Birth and Blood Are Under Fire From NCCI

The latest version of the National Correct Coding Initiative (NCCI) targets obstetric and laboratory codes and requires family physician coders to focus on two bundles that reinforce coding conventions.

Although NCCI 9.1 is large, with almost 3,000 additions and 2,000 deletions, the edits will probably not shock you, says Daniel S. Fick, MD, director of risk management and compliance for the College of Medicine faculty practice at the University of Iowa in Iowa City. Instead, the most recent round of edits, the first since the incorporation of the new 2003 CPT codes, clarifies E/M reporting and reinforces coding to the highest specificity. NCCI 9.1, effective April 1-June 30, bundles:

  • cesarean and postpartum care (59515) with cesarean delivery (59514)
  • LDLcholesterol (83721) with lipid panel (80061) and total cholesterol (82465).

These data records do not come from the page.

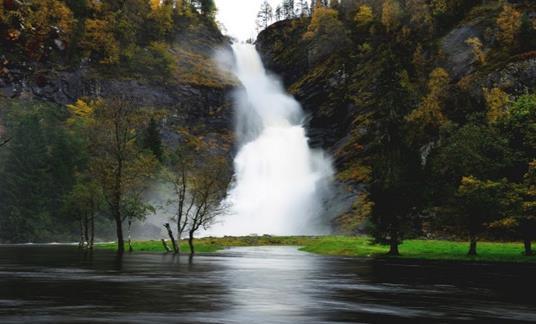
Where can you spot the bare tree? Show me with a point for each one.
(209, 189)
(199, 178)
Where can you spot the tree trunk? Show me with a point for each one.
(165, 246)
(81, 243)
(171, 237)
(191, 242)
(92, 238)
(393, 245)
(86, 230)
(130, 249)
(119, 232)
(179, 238)
(528, 247)
(472, 245)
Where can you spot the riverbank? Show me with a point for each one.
(356, 246)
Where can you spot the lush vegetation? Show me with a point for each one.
(126, 39)
(356, 246)
(444, 149)
(437, 148)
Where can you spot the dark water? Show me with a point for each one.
(58, 284)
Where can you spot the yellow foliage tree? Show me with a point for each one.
(391, 14)
(428, 116)
(497, 102)
(99, 39)
(420, 14)
(509, 23)
(439, 7)
(324, 23)
(364, 15)
(476, 45)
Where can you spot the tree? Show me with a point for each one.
(325, 32)
(265, 15)
(199, 181)
(479, 203)
(497, 102)
(428, 117)
(100, 41)
(528, 221)
(334, 4)
(304, 8)
(41, 155)
(152, 140)
(4, 141)
(364, 16)
(120, 166)
(518, 126)
(84, 201)
(395, 185)
(209, 188)
(278, 13)
(288, 9)
(527, 33)
(391, 15)
(509, 23)
(179, 174)
(421, 16)
(476, 46)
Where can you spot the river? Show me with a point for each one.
(59, 284)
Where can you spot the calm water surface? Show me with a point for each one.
(58, 284)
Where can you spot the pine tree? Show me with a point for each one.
(391, 15)
(278, 13)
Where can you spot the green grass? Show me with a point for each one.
(356, 246)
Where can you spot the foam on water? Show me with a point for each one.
(280, 182)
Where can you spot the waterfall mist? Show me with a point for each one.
(280, 184)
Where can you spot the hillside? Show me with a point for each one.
(438, 68)
(155, 56)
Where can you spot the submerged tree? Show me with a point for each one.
(199, 179)
(85, 202)
(209, 189)
(120, 166)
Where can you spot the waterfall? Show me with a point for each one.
(280, 183)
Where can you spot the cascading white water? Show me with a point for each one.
(280, 183)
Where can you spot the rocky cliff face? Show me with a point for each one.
(338, 92)
(197, 99)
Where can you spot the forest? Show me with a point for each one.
(434, 138)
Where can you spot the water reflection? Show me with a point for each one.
(244, 285)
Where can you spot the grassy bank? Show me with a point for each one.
(357, 246)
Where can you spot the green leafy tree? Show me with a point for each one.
(40, 156)
(265, 16)
(121, 168)
(480, 203)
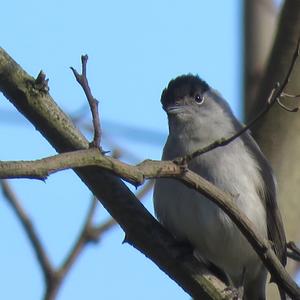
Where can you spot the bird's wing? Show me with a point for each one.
(267, 193)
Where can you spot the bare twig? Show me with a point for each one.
(157, 169)
(104, 227)
(93, 102)
(294, 252)
(275, 95)
(29, 229)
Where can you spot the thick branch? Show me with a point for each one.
(142, 230)
(160, 169)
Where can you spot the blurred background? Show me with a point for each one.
(135, 48)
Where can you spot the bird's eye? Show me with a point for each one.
(199, 99)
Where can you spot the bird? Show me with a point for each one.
(198, 116)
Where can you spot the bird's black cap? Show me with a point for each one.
(184, 85)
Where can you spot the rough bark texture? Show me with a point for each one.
(31, 98)
(278, 133)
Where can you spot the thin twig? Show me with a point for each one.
(30, 230)
(275, 95)
(294, 252)
(104, 227)
(82, 240)
(93, 102)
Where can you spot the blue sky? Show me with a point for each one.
(134, 48)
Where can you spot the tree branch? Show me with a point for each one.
(142, 230)
(29, 229)
(149, 169)
(93, 102)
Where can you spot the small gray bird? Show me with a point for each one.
(198, 116)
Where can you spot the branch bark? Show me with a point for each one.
(142, 230)
(149, 169)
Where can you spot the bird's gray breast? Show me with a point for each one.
(190, 216)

    Ob Bundle Is No New News

    At first glance, you may be dismayed to see this first edit, which includes 59514 (Cesarean delivery only) with 59515 ( including postpartum care). "But, these ob edits are fairly obvious," says Kent Moore, American Academy of Family Physicians manager of Health Care Financing and Delivery Systems, Leawood, Kan.

    NCCI created the bundle based on the two codes being separate procedures. The family physician (FP) performs one or the other because, by definition, he can't provide both the delivery only and the delivery and postpartum care, Fick says.

    For instance, suppose a physician performs cesarean delivery only. By definition, he cannot also provide postpartum care. Similarly, if he provides postpartum care in addition to the delivery, he can't report delivery only. Consequently, based on coding principles, which require coding to the highest specificity possible, you would choose either cesarean delivery only (59514) or cesarean delivery including postpartum care (59515). In fact, billing both codes would mean the doctor would be billing for the delivery twice, Moore say.

    Two Tests Include Bad Cholesterol

    Although the ob bundle confirms earlier CPT tenets, the pathology and laboratory edits break new ground. NCCI 9.1 includes 83721 (Lipoprotein, direct measurement; direct measurement, LDL cholesterol) as a component of 80061 (Lipid panel; this panel must include the following: cholesterol, serum, total [82465]; lipoprotein, direct measurement, high density cholesterol [HDL cholesterol] [83718]; and triglycerides [84478]) and 82465 (Cholesterol, serum or whole blood, total).

    The lipid panel edit may be confusing because it bundles a service that is not directly referenced in the panel. Code 80061 contains the test for high-density lipoprotein (HDL), "good cholesterol" (83718), but not low-density lipoprotein (LDL), "bad cholesterol" (83721). Therefore, you may think billing 83721 in addition to 80061 is acceptable. But, a clinical reason exists for the edit. "If you have the other components of 80061, you can calculate LDL," Fick explains. Consequently, NCCI considers billing both codes together a misuse, an action that the College of American Pathologists (CAP) supports.

    Despite backing the initial edit, CAP disagrees with the second bundle. Although LDL can be calculated from the HDL and triglyceride components of 80061, physicians cannot evaluate 83721 from 82465 alone. Regardless of the organization's interpretation, NCCI disallows separately billing for the LDL test (83721), which it includes in total cholesterol chemistry (82465).